No, non siamo sempre di questo tenore: normalmente parliamo del tempo.

Su Baricco

Cara mamma,
Sono molto stupito dall'ingenuità della provocazione di Baricco. Da quel che mi pare di capire, il nocciolo del suo ragionamento è che i sussidi statali portino o abbiano portato – almeno in Italia – all'impoverimento del panorama culturale. Il mercato potrebbe autoregolarsi meglio, fermo restando il fatto che il pubblico andrebbe prima delucidato ("educato" pare brutto) dei meccanismi moderni della fruizione culturale. La proposta di Baricco riguarda il teatro, ma sono sicuro che in fondo in fondo riguardasse anche gli altri campi della cultura che ricevono sussidi statali.

Io tutto questo lo trovo profondamente ingenuo e, data la radicalità della proposta, anche un po' "sospetto". Non sa forse Baricco che il mercato – che sì, è tanto efficace nel generare ricchezza – ha anch'esso i suoi difetti, e che è lungi dall'esser la soluzione a tutti i mali? I mercati, ad esempio, possono incappare in situazioni spiacevoli: il regime di monopolio è il primo esempio che mi viene in mente. L'ideale del mercato autoregolantesi, in cui tutti gli attori competono tra loro in modo razionale, con la completa informazione disponibile a tutti e in ogni momento; è semplicemente una descrizione ideale e limitata di una realtà molto più complessa e in cui, solitamente, si vede che spesso agli attori piacerebbe molto di più poter far affari senza concorrenza. Baricco non è un economista – nemmeno io lo sono – ma lui certo sa di preciso cosa voglia dire essere un best seller: le librerie non si lasciano mai sfuggire i suoi libri (che io non ho mai letto peraltro: risulterò snob, ma se è quello il modo di scrivere di Baricco, penso di non essermi perso molto, dopotutto).
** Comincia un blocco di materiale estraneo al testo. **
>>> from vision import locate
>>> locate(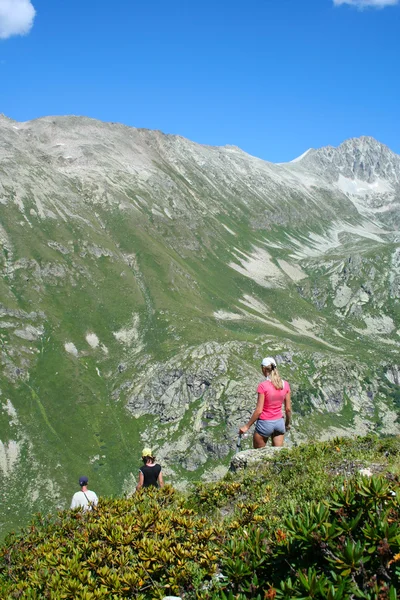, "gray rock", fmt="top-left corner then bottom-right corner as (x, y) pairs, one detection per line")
(230, 446), (283, 471)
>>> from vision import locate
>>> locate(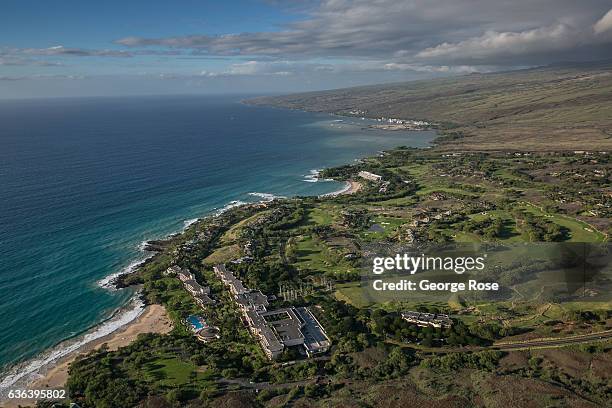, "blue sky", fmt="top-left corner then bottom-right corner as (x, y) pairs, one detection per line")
(0, 0), (612, 98)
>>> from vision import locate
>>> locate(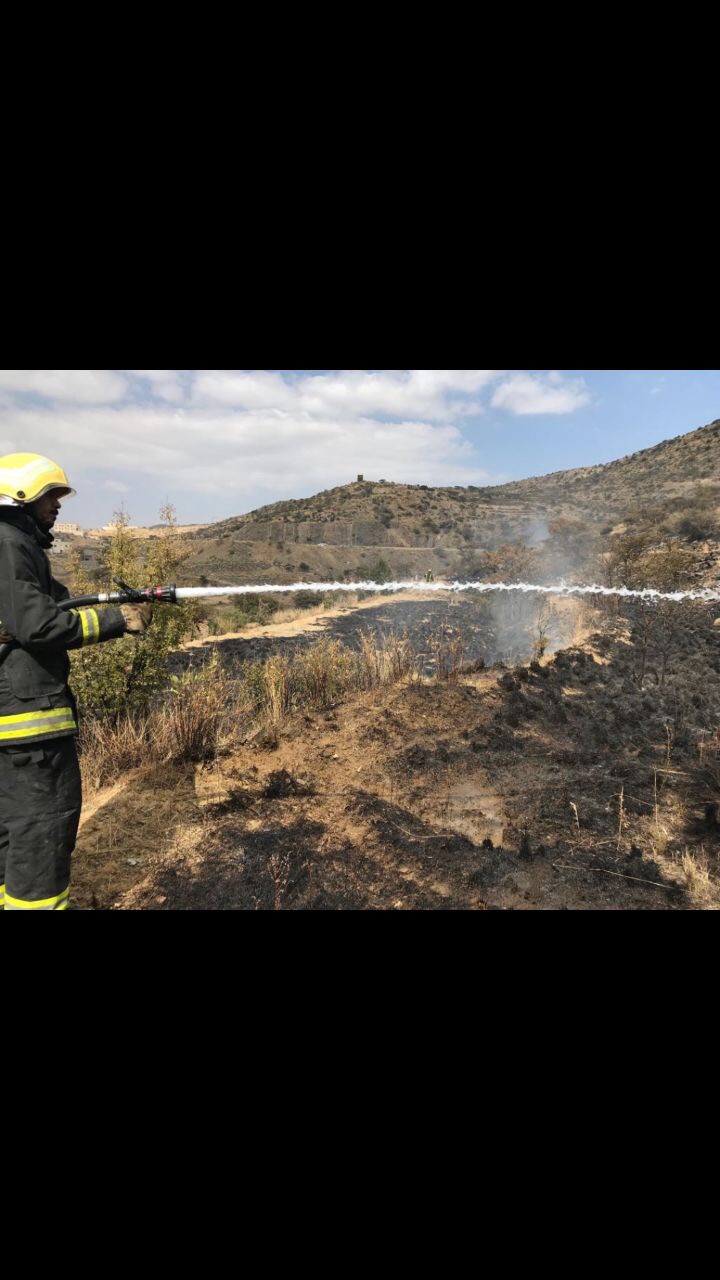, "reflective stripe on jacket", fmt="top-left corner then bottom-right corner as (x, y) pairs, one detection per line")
(0, 507), (126, 746)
Condivido il fatto che lo Stato, per far prosperare un settore cui elargisce sussidi, debba essere in grado di operare una selezione giusta e sensata: data la situazione che egli descrive, riconosco l'urgenza dell'appello di Baricco. Qui arriviamo alla radicalità della proposta. Baricco non pare interessato a spiegarci per quale motivo la Cultura si presterebbe così bene alle logiche di mercato. È vero, l'industria culturale esiste e fa girare tanti quattrini, il che dimostra che i prodotti culturali sono commercializzabili. Ciò non vuol dire certo che la Cultura stessa possa o debba sopravvivere del solo libero commercio. Mi spiego, ma a questo punto dovrebbe esser chiaro a cosa miro: il libero mercato è bravo ad espandersi e ad innalzare il tenore di vita delle persone. Purtroppo è notoriamente meno bravo nel mantenere elevati livelli di qualità delle merci che produce. Non solo: non sta scritto da nessuna parte – e bada bene, nemmeno nel pamphlet di Baricco – che la Cultura in una democrazia debba essere in grado di fare a meno delle sovvenzioni statali. Una società in cui questa cosa avviene non diviene automaticamente una società migliore di una in cui ciò non avviene. Al contrario, io penso che in un modello come quello che auspica Baricco sarebbe mille volte più difficile che certe forme d'espressione artistiche venissero alla luce. Il motivo è semplice: in un'economia di mercato sopravvive il prodotto che supera la concorrenza degli altri prodotti, e questo Baricco non può negarlo (negherebbe forse la sua stessa carriera?). Un prodotto culturale non è necessariamente fatto pensando ad una relazione di concorrenza con altri prodotti, e secondo il mio umile punto di vista devono poter esistere opere concepite nella maggior libertà possibile. Per questo esiste lo Stato: per spendere quattrini in attività non direttamente remunerative ma ciò nonostante preziose per la collettività (i parchi pubblici, le fontanelle, producono forse ricchezza?!). Chi non riconosce una cosa del genere e pensa che tutte queste prerogative possano essere egualmente garantite dal libero Mercato secondo me dimostra solo una gran confusione.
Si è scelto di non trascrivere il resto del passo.